Sekundäre pathophysiologische Veränderungen
- Muskelschwund und Fettverlust: Langfristige Unterernährung führt zu einer ausgeprägten Abnahme von Muskel- und Fettmasse. Diese Muskelschwäche, auch als Sarkopenie bezeichnet, führt zu eingeschränkter körperlicher Leistungsfähigkeit und erhöht das Verletzungsrisiko.
- Immunsuppression: Eine schlechte Versorgung mit essentiellen Nährstoffen beeinträchtigt das Immunsystem und erhöht die Anfälligkeit für Infektionen, wodurch die Heilungsprozesse verlangsamt werden.
Klinische Manifestation
- Leitsymptome:
- Gewichtsverlust: Ein erheblicher Verlust an Körpergewicht ist das zentrale Merkmal der Unterernährung.
- Schwäche und Müdigkeit: Die verminderte Muskelmasse und der Energiemangel führen zu schneller Erschöpfung und Schwäche.
- Reduzierte kognitive Leistung: Konzentrationsschwierigkeiten und geistige Müdigkeit treten auf, da das Gehirn eine konstante Versorgung mit Glucose benötigt.
- Fortgeschrittene Symptome:
- Schwindel und Hypotonie (niedriger Blutdruck): Ein Mangel an Elektrolyten und eine reduzierte Blutmenge führen zu Kreislaufproblemen.
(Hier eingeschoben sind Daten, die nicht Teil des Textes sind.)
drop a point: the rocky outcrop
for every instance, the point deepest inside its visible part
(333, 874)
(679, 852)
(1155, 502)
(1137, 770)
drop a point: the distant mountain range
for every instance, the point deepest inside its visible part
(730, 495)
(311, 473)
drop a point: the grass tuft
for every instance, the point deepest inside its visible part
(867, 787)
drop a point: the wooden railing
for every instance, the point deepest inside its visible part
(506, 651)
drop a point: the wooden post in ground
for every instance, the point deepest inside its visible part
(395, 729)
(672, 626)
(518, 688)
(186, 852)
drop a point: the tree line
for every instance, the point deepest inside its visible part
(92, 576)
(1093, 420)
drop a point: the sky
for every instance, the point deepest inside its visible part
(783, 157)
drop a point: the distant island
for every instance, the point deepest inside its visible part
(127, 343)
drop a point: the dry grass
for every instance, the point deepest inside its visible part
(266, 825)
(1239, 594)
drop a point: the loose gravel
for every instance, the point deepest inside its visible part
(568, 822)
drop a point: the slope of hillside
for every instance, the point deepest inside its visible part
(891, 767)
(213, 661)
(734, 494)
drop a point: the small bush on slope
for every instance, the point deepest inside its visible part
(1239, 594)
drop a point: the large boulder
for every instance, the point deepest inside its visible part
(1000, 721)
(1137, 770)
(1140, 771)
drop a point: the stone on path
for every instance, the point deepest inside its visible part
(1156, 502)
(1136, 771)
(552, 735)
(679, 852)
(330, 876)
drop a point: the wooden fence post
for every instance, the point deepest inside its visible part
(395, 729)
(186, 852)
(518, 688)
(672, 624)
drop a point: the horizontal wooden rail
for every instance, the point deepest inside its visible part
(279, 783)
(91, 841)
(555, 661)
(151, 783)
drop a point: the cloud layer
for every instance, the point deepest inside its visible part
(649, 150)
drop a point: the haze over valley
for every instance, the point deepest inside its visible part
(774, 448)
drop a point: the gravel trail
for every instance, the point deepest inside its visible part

- Wundheilungsstörungen: Die eingeschränkte Nährstoffaufnahme beeinträchtigt die Regenerationsprozesse im Gewebe.
- Anämie (Blutarmut): Ein Defizit an Eisen, Vitamin B12 oder Folsäure kann Anämie verursachen, was zu Blässe und Atemnot führt.
Progression und Organbeteiligung
- Multiorganbeteiligung: Langfristige Unterernährung beeinträchtigt die Funktion mehrerer Organsysteme, darunter Herz, Lunge, Leber und Nieren. Die Organatrophie und die eingeschränkte Funktion erhöhen das Risiko für schwerwiegende chronische Erkrankungen und Organversagen.
- Schädigung des Verdauungssystems: Eine reduzierte Nahrungsaufnahme beeinträchtigt die Darmgesundheit und führt zu einer verringerten Nährstoffaufnahme.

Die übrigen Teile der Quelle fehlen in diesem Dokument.